Working mostly in local English Ash which they source from firewood merchants, along with Oak and Chestnut from their own wood, some Beech, a little Sycamore, some Lacewood, often used as an Elm substitute and the odd bit of Fruitwood, they embody the use of quality home grown timber.
Their clients range from well-to-do professionals to other crafts folk and their chairs have travelled as far as New Zealand and Australia. A specialist line of Nick and Katie’s is children’s chairs, often with names carved in the back, one client has been a repeat customer purchasing one each for her five grandchildren. They now virtually do no advertising, attracting many clients as a result of word of mouth recommendations.
They are part of a self help group called Cambridge open studios who promote crafts people to open their workshops and galleries on certain days of the year. Quality, not quantity and targeting the right clients are the key, for as Nick says, “whilst an open day may yield only 30 visitors those thirty can often result in 15 orders.” In addition they are members of the Essex Crafts Guild, a network of local artisans working in a range of mediums.
Equally interesting is the way they work so harmoniously as a team. Katie does all the turning on a pole lathe and most of the marking out, whilst Nick tends to do the seats and the steam bending. They then come together to jointly assemble the chairs/stools. “We enjoy working together, that is one of the attractions of doing it” they say.
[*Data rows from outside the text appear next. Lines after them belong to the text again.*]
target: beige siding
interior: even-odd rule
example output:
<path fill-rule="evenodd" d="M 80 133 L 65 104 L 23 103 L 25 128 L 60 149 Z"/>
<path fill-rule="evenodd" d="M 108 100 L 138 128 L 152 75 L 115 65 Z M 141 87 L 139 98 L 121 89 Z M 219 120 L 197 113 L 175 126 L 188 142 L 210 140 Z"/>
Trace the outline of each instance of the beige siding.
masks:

Interestingly when quizzed on why Windsor chairs and why green woodwork, Katie confesses“it was only when we owned the wood that I realised timber was the medium I wanted to work in.” As if owning your own wood and turning a woodworking hobby into a business was not enough, Nick and Katie completed the circle by building their own green oak barn with timber from their wood. It took eight years of spare time to complete, but is now a stunning construction the size of three garages. It all came about somewhat by accident for as Nick said, “Whilst walking around the road with a forestry advisor he was so appalled at the low value put on his standing trees that he thought that it was barely worth cutting them down, and so he surmised there must be something better to do with them.”
Wade Muggleton
In so many ways what Nick and Katie have done embodies the aims of Woodland Heritage, looking after their own woodland, working in quality local timber and looking for alternative uses and added value for timber that the market tells us has little or no value.